Nowadays, we are witnessing efforts to sustain an outdated framework designed to maintain colonial power in a world that has significantly changed since the end of the colonial era. We are concerned that these institutions' historical and neoliberal narratives and proposals have not changed much since the Bretton Woods Agreements, and they have continued to promote financial capitalism, leading to highly indebted countries. For example, the Loss and Damage Fund - the new funding mechanism to help countries address the impacts of climate change - will be hosted within the World Bank and pose the same issues as other loans-based funds,  pushing countries who have contributed the least to the climate crisis into unsustainable debt. 


Climate-vulnerable countries spend more money on fulfilling their debt repayment obligations than on climate mitigation and adaptation measures. In the photo, environmental human rights defenders and campaigners are holding signs reading "Make Polluters Pay" at COP28.

This year, the growing global movement against debt is calling on the IMF, IFIs and other financial players to seriously consider the proposals from voices opposing capitalism and neoliberalism and pursuing the recognition of human rights in development planning and financing. What is the limit for the imposition of neoliberal economic policies for countries facing unsustainable burdens of sovereign debts? 

It has become self-evident that under the neoliberal hegemony of this financial capitalism driven by powerful private actors in wealthy nations, debt has become an increasingly powerful tool of economic imperialism, reshaping economic policies and facilitating ongoing dispossession to the benefit of narrow private interests. 

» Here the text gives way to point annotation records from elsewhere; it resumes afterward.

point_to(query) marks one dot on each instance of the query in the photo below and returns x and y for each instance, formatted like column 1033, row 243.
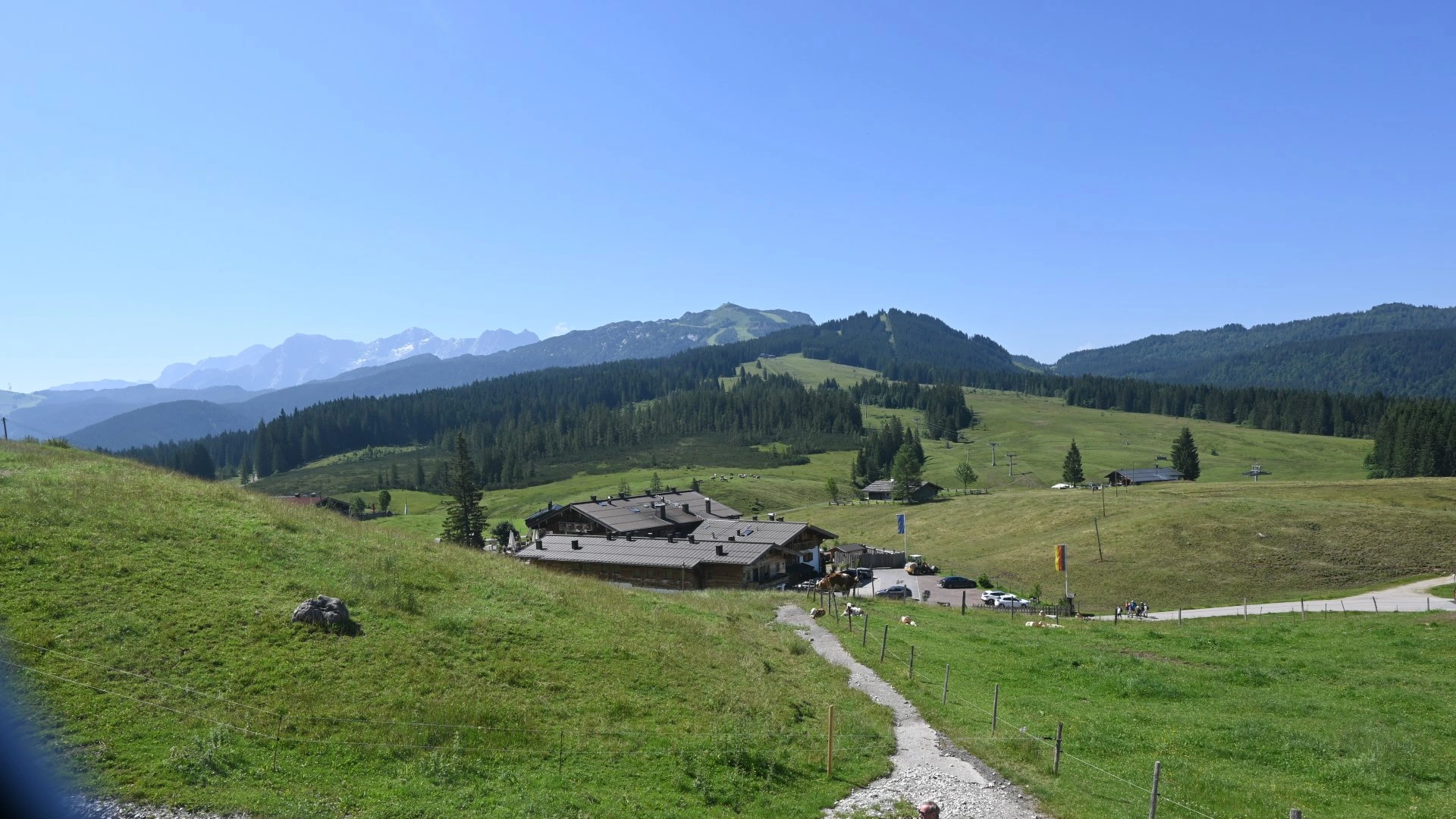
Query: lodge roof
column 778, row 532
column 639, row 513
column 673, row 553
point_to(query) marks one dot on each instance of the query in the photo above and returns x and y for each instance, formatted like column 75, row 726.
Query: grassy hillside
column 1340, row 716
column 478, row 687
column 1185, row 545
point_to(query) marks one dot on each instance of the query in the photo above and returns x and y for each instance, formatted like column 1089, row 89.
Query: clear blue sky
column 182, row 181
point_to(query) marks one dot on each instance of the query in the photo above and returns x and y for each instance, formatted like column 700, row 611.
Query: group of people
column 1133, row 608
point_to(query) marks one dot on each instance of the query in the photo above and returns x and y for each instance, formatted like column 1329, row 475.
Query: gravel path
column 927, row 765
column 112, row 809
column 1408, row 598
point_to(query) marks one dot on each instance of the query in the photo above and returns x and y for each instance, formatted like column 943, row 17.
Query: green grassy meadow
column 478, row 687
column 1345, row 717
column 1181, row 547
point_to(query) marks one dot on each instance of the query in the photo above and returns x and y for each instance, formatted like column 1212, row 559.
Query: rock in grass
column 322, row 611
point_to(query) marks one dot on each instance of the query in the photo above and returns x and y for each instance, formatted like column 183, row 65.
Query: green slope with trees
column 478, row 686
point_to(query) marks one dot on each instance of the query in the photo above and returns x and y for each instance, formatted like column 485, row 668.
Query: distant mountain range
column 303, row 357
column 181, row 417
column 1392, row 349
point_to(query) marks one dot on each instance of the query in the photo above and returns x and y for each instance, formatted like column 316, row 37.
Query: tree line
column 509, row 425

Nevertheless, societies are changing: social movements are more empowered, patriarchal norms underpinning our society -reflected in the invisibilization and unfair distribution of care work- are increasingly being exposed, and there is now overwhelming evidence of the responsibilities of industrialized economies and corporate actors in causing the current climate change. It’s urgent to put forward solutions to advance debt justice, as many voices from civil society are calling for. The challenges are many, they are complex and involve a lot of political articulation. However, there is no sustainability of life possible under the neoliberal policies of austerity, impoverishment, and extractivism. We have to continue building collective narratives toward existing alternatives that center people and the planet, mobilizing and supporting communities to continue their struggle for their rights.